The big space, stretching the width of the loft, with the roof sloping on both sides, and well lit by sky-lights, was Bledyard’s bed-sittingroom. His kitchen and bathroom were in an outhouse below, which was reached by a wooden stair. Mor, who had only once before beheld this room, looked at it with a little awe. It was extremely bare and colourless. The floor was scrubbed and the walls whitewashed. No picture, no coloured object adorned it. The furniture was of pale wood, and even the bed had a white cover.
Miss Carter stared about her. ‘No colours,’ she murmured. ‘Interesting.’
‘Well, now you’ve seen it, let’s go down,’ said Mor.
‘I must just try the bed,’ said Miss Carter, ‘to see how hard it is!’ She skipped across to Bledyard’s bed and subsided on to it, reclining there with her head propped on her arm and her black trousered legs outstretched on the counterpane. In the chaste scene she looked as dusky as a chimney-sweeper’s boy. She peered up at Mor.

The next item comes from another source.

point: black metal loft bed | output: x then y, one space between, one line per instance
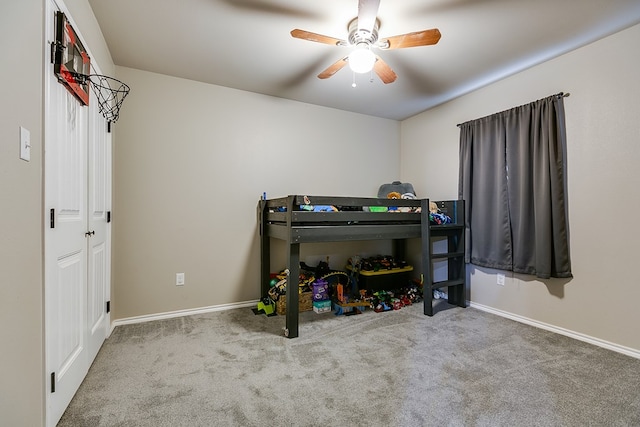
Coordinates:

Mor was irritated and slightly shocked. He checked a comment, and deliberately withdrew his attention from her as from a child that shows off. It was not clear to him just how spontaneous these antics were. He went back to the trap-door, meaning to descend again into the studio, but as he looked down through the square hole into the well-lighted room below, he saw with a slight thrill of alarm that the studio door was opening. The foreshortened figure of Bledyard, his chin sunk upon his breast as usual, appeared slowly round the door. He seemed to be alone. He began to poke around, looking for something. As he was so intent upon his search, and as his lank and longish hair fell well forward on either side of his cheeks like blinkers, it was unlikely that his gaze should be attracted to the trap-door. He continued to potter. Mor watched him, feeling the curious guilt which attaches to seeing someone unseen from above: and the moment somehow passed at which he could call out to him in a natural way. He hesitated, trying to think of something to say to Bledyard which would at the same time warn Miss Carter to rise from her ridiculous pose and set the bed to rights. However, before he could speak, Bledyard had turned about and left the studio, and his footsteps were to be heard pounding across the cobbles and into the wood.
‘What is it?’ asked Miss Carter. She was still stretched out on the bed, watching Mor intently through the bedroom door.
He came back and stood over her. He did not want to raise his voice. ‘Bledyard!’ he said. ‘But he’s gone now.’
Miss Carter sprang up and began to smooth down the counterpane. She was extremely flurried and apologetic. ‘Oh dear,’ she said. ‘He didn’t see us, did he? I am so sorry.’
Mor told her it didn’t matter, and then led her away quickly down the back stairs. He felt annoyance with himself for not having spoken at once to Bledyard and with the girl for the thoroughly silly way in which their afternoon had ended. Here, it seemed, was another foolish small secret between them. Mor disapproved of secrets.
Chapter Four
NAN never managed to look like anything in her outdoor clothes. She could look handsome and well got-up at an evening party - but her coats and hats never looked quite right. Mor could see her now, as he gazed over the heads of his audience, sitting near the back with a slightly superior smile on her face. She wore a rather characterless felt hat, and although it was a warm evening, a coat with fur on the collar.